The practical treatment of Bartolomé Esteban Murillo’s altarpiece Virgin and Child in Glory (1673) finished in August, marking the end of a year-long major conservation project, which you can track in my previous blog posts.
The dramatic history of the painting, including the cutting and removal of the central section of the Madonna and Child, meant that two pieces from the same artwork had separate histories, and thus visually aged differently.
Therefore, the aim of this phase of treatment was to reduce the distraction caused by cutting line around the Madonna and Child by retouching the areas of loss.
In addition, my goal was to balance the subtle differences that developed between the two sections of the painting while they were separated.
There are different approaches and techniques used in the field of conservation to retouch artworks as well as many rationales but they all share the same intent to respect the artist’s work and to reduce the intervention made by the conservator.

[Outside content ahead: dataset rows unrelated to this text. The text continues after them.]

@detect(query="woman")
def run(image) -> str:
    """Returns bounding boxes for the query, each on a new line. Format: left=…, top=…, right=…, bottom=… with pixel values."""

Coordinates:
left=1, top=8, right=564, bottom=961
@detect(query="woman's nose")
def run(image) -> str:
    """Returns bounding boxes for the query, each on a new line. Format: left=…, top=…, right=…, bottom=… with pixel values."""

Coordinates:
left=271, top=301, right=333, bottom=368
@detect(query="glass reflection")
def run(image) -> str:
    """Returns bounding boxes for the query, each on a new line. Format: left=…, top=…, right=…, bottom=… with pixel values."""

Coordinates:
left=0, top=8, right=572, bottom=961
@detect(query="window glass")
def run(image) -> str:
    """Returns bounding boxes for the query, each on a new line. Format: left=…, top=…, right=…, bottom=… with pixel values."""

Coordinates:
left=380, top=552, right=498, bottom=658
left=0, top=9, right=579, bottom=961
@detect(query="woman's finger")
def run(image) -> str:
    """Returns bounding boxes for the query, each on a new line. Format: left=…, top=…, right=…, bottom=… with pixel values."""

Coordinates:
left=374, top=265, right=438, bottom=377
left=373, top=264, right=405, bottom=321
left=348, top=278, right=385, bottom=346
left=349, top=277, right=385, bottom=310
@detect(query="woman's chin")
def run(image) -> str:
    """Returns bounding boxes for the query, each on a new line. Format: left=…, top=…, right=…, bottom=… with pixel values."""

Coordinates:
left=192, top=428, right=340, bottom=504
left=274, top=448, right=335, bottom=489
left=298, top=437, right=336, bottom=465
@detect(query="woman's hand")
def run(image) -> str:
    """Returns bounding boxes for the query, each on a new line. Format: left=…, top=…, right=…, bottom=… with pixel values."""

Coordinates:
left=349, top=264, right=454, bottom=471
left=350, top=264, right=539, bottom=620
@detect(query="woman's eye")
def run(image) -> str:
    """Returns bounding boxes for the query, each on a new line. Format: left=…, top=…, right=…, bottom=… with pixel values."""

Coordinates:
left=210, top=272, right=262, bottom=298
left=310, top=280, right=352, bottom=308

As a result, retouching done by the conservator should be stable and readily reversible. I re-varnished the painting as a protective measure and to re-saturate the surface. I then carried out the retouching over this layer, which will allow my retouching to be easily removable in the future without effecting the original surface.
After retouching was complete a final varnish was applied to unify the surface. Then, the painting was photographed, framed, and then installed in the Walker Art Gallery!
I travelled up to the Walker Art Gallery to see the painting re-hung by our excellent art handling team. Walking into Room Three I was struck by the size and grandeur of the painting. After spending months working millimetres from the surface and focusing on the details it was fantastic to see the whole work, framed and on the wall.
It is a unique experience to see all three works to relating to Murillo’s Virgin and Child and Glory together; the altarpiece, the oil sketch and the copy of the central section that was inserted into the altarpiece when the original central section was cut out. The copy was simultaneously examined and treated by Paintings Conservator Rebecca Kench.
Viewing all the paintings with the new information that was uncovered during this fantastic project made the story of these works come to life. I hope you can come and see all that was revealed during this project, which was made possible by the Art Fund.